Diyeceksiniz ki, patron, ona daha fazla kazandıracak adamı kırar, onu engeller mi?

Engeller, kompleksinden engeller.

İlk iş tecrübemde bunu yaşadım.

İkincisinde, öğlen "Senin gibi birini üç beş çapulcuya harcatacak değilim," diyen bölge müdürü, akşam "İstifanı almak zorundayız," dedi.

("Sana bunu yapanlar için ne diyorsun?" dediğinde de, söyledikten sonra kendim bile şaştığım ama hala gurur duyduğum birşey söyledim: "Herkesin günahı kendine yeter.")

Ve şimdi de, işin olabilecek en iyi şekle gelmesi için yaptıklarım, her ne hikmetse "üzeri örtülmesi gerekenler"i söyleyebilmem, onlara kazandıracak olmasına rağmen, distribütörü oldukları firmaya duydukları kompleks ve çekişme nedeniyle, bordromun bağlı olduğu boktan şirketin yöneticileri tarafından "ihanet" olarak algılandı.

Esas neden de, duydukları korku, ön kesme içgüdüleri.

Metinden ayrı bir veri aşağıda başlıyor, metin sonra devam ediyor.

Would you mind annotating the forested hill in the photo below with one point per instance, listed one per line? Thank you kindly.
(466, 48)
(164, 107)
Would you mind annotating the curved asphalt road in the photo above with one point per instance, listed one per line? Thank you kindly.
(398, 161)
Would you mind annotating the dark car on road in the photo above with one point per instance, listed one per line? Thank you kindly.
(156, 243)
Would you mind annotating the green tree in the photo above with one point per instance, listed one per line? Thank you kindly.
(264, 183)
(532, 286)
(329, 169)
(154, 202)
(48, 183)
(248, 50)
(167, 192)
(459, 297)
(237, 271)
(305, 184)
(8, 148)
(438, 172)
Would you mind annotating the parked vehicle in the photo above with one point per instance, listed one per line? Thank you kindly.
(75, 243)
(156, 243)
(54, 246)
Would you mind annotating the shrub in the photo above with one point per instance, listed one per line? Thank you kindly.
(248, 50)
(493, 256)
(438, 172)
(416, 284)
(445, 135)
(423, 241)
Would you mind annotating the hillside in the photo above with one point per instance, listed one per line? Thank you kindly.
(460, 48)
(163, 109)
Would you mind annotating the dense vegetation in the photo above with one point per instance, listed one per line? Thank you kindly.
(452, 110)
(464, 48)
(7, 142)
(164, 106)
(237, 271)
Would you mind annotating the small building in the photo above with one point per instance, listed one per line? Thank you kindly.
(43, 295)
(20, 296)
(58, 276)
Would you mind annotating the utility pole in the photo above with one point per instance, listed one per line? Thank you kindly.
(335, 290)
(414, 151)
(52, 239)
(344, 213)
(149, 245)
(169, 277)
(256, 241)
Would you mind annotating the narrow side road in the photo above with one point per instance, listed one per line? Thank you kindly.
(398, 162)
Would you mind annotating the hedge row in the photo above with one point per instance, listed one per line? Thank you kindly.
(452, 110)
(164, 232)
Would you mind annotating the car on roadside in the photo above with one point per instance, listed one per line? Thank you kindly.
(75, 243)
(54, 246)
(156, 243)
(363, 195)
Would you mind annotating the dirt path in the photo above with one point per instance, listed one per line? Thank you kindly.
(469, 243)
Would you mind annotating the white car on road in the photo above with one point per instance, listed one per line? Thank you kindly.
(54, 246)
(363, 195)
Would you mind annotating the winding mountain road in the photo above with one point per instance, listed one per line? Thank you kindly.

Ayrık otu istememe. "Tehlikeli" adam istememe. Farklı ses, doğru ses istememe.

Kusura bakmayın. Ben bilmemne beyi, bilmemne hanımı, bilmemne beyin imparatorluğunu, bilmemne hanımın çöplüğünü tanımam. İşi tanırım.

Her iki tarafı da allayıp pullayıp arada geçinmenin ne kolay olduğunu görüyorum. Kral bile olursunuz.

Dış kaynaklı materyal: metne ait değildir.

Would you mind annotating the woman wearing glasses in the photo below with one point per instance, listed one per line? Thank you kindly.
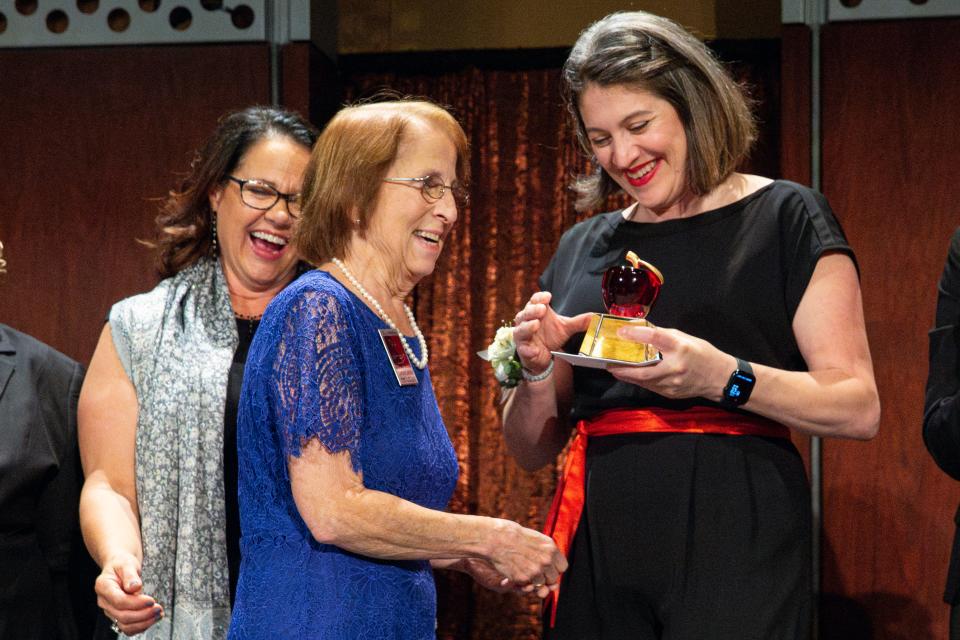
(345, 464)
(157, 414)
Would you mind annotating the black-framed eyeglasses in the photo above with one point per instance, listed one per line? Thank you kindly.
(432, 189)
(261, 195)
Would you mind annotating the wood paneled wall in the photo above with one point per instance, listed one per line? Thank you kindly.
(891, 142)
(89, 139)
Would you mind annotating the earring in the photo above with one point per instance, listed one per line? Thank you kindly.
(214, 248)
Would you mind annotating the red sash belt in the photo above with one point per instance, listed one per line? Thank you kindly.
(568, 500)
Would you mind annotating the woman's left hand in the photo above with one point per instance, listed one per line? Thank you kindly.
(489, 578)
(691, 367)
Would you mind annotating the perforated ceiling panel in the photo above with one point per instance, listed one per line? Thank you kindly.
(62, 23)
(839, 10)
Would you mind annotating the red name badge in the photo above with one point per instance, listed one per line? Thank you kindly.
(398, 357)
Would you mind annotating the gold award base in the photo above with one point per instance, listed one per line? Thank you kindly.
(601, 340)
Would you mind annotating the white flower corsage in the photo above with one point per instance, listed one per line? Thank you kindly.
(502, 356)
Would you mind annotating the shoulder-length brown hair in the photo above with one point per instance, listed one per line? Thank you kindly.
(184, 221)
(348, 165)
(652, 53)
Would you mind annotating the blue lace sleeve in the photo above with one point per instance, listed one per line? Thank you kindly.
(317, 373)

Ama ben bu değilim, kusura bakmayın.

Benden yalakalık beklerseniz alacağınız şey ağız dolusu bir SİKTİR olacaktır.

Benim sizden alacağım şey de, meşrebinize uygun olarak işe başlarken bana imza attırdığınız o rezil, o sefil boş senet.

...
Türkiye'de en yüksek imkanları sunan şirketlerden birinde çalışan çok düzgün bir arkadaşımla muhabbetimizde geçti. Çok sağlam karakterli insanlar hariç, büyük çoğunluk, kendinden iyi olduğunu gördüğü bireyi şirketinde istemiyor. Tüm çürüme burada ve insana verilen değerin azlığında başlıyor. Adam gibi adamsan, orası adam gibi bir ortamsa, astın seninle iş konusunda kavga edebilecek, haklıysa kabul edeceksin. Yalakalık, "evet efendimcilik" beklemeyeceksin. İğrenç komplekslerini işe yansıtmayacaksın. Bu ülkede özel sektörde KOBİ'den tröst'e, bunu bulamazsınız. Sonra gerçekten iyi olan gençler neden kaçıyor, kalan da gavur şirketlerinde çalışıyor olur. Çünkü bunlara imkan bulamayan ve hala eyyamcı olamayanlar da ya TAHAMMÜL EDİYOR, ya benim gibi devrimci-hayalperest bir gayretle son noktaya kadar yardırıp bir noktadan sonra bırakıyor. Sonra Serkan yine mi iş değiştirdi (yada işsiz kaldı) oha! oluyor.